Today is Yom Kippur. Here's a quick refresher from History.com: “Yom Kippur is the most important holiday in the Jewish faith. According to tradition, it is on Yom Kippur that God decides each person’s fate, so Jews are encouraged to make amends and ask forgiveness for sins committed during the past year. The holiday is observed with a 25-hour fast and a special religious service.”
Yom Kippur is uncomfortable for the obvious reasons: not eating or drinking for 25 hours straight does not feel natural. While the body struggles, the mind oscillates between agitation and calm. I have been observing the holy fast for 15 years. Will I do it next year, and the following ones? I don’t know. For me, part of the day’s discomfort is asking myself why I actually decide to make it special. Why would a non-religious, non-believer, non-practicing, (food-loving!) Jew go through the hurdle of a fast — and most importantly, the reflection that goes with it?
Part of the answer is simply the acknowledgment and honoring of a piece of my identity. Though I didn’t choose to be born in a Jewish household, I respect the heritage that has been transmitted to me and survived painful decades and centuries, through stories, traditions, and community. I sometimes feel that my Jewish identity was “outsourced” for most of my life, through Jewish schools, youth movement, family gatherings and with little effort from me. But over the years, especially since living away from home, I have learned to pick and choose which habits, practices, and beliefs resonate with me, and in Kippur I have found meaning.
This day is about reflection. We’re meant to ask ourselves what wrong we did in the past year and ask for forgiveness to the people we’ve offended or hurt in any way. By doing so, we look back on a full year of experiences, relationships, growth, failures. Like many, I have a busy life in a fast-paced city (slightly less so in a pandemic) and spend most of my time working or socializing. I fill the blanks with devices. My mind is constantly running from one “to do” to the next, cluttered with noise and activities and conversations and always more. I don’t spend a lot of my time reflecting, thinking, or just being.
“If I am not for myself, who will be for me? But if I am only for myself, who am I? If not now, when?”, says Hillel.
I'm very familiar with this quote and heard it hundreds of times, but never paid attention to the order. But this year it has a different taste. A friend recently told me something that resonated, she said “being in a good place personally is important to me because it means I can show up for others”. “If I am not for myself, who will be? But if I am only for myself, who am I?”. First, you show up for yourself. Do what you can to be healthy, find purpose and joy. Then you are able to be present for your loved ones, your community, and anyone who crosses your path. Taking care of yourself is both an opportunity to become and feel better, but also and maybe mostly a responsibility towards others. If I'm calm, I can support my friends through tough times. If I'm healthy, I can carry some of the weight on their shoulders. If I'm happy, I can share some of my joy and help them see the good in the dark.

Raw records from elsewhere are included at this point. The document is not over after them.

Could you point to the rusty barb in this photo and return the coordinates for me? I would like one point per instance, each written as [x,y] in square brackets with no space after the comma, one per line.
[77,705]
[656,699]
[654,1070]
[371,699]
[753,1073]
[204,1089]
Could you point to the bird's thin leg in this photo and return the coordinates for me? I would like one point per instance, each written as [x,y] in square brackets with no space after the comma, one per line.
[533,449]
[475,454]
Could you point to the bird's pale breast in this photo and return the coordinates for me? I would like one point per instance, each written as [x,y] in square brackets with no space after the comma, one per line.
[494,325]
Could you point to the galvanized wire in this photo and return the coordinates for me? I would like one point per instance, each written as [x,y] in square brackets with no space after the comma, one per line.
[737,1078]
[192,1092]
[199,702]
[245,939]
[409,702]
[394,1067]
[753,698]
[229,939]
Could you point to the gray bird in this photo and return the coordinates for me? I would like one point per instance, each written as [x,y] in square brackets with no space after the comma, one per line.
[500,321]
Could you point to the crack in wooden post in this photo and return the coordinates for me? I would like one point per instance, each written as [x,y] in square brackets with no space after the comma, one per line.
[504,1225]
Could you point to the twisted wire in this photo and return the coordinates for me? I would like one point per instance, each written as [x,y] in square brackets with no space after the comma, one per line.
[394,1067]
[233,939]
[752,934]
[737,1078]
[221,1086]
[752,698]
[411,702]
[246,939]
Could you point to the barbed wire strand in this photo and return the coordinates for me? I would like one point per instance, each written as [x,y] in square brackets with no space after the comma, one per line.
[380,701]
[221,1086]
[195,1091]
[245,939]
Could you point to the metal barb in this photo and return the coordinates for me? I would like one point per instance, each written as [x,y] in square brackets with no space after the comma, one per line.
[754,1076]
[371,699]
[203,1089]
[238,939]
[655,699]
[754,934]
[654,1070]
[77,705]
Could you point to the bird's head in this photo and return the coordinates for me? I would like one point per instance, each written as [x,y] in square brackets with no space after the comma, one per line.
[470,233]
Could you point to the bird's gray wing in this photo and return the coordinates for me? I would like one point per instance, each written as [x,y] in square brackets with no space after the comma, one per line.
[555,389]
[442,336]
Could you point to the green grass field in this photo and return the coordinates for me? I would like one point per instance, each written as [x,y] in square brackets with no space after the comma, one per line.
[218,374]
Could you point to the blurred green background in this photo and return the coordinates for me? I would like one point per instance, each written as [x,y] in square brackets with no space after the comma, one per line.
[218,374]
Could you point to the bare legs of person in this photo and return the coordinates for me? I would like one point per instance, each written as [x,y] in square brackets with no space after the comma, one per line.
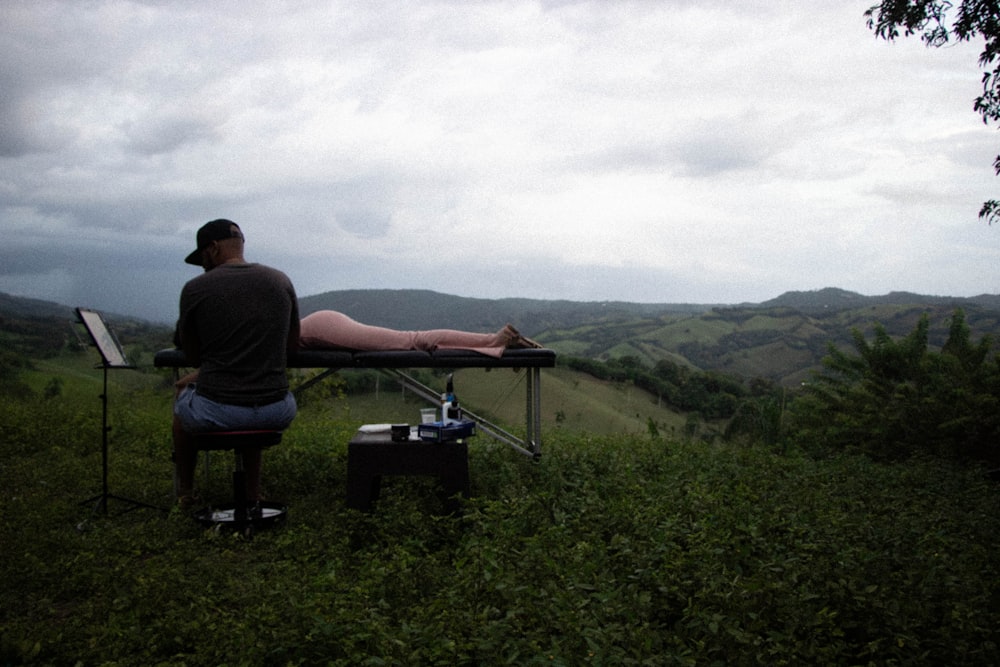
[326,329]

This pandemic has been very difficult to deal with for many and it looks like we might all be getting back to some kind of lockdown in the coming weeks and months. Perhaps we can use this time to take a break from the business, and reflect? Here are a few questions I am asking myself today and for the months to come.
- Am I nurturing all the parts of my identity that matter to me?
- How do I feed my body, mind and soul?
- Have I spent enough time with myself?
- Am I happy with the language I use with myself?
- What routines/habits do I have? Are there any that I want to change? Add?
- Have I listened?
- Have I been honest?
- Have I been present?
- Do I tell people I love how much they mean to me? Do I say thank you enough?
- Have I lost anyone this year? How will I honor them in the future?